ALLOWED AMOUNT: The amount an insurance company will pay to reimburse a health care service or procedure. The patient will typically pay the balance if there is any remainder.
APPLIED TO DEDUCTIBLE (ATD): The amount of money a patient owes a healthcare provider that goes to paying their annual deductible (See “Deductible”). A patient’s deductible varies and depends on that patient’s insurance policy.
Deductible—the amount of money you must pay each year to cover eligible medical expenses before your insurance policy starts paying.
CO-INSURANCE: A type of insurance arrangement between the payer and the patient that divides the payment for medical services by percentage.
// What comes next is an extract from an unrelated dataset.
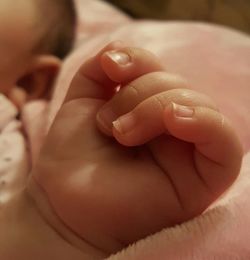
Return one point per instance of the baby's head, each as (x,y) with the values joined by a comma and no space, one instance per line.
(35,35)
While this is sometimes used synonymously with a co-pay, the arrangements are different: While a co-pay is a fixed amount the patient owes, in a co-insurance, the patient owes a fixed percentage of the bill. These percentages are always listed with the payer’s percentage first (eg a 70-30 co-insurance).
Co-Pay: A patient’s co-pay is the amount that must be paid to a provider before they receive any treatment or services. Co-pays are separate from a deductible and will vary depending on a person’s insurance plan. A flat fee for certain medical expenses (e.g., $10 for every visit to the doctor), while the insurance company pays the rest.
Maximum Out of Pocket: The amount a patient is required to pay. After a patient reaches their maximum out of pocket, their healthcare costs should be covered by their plan.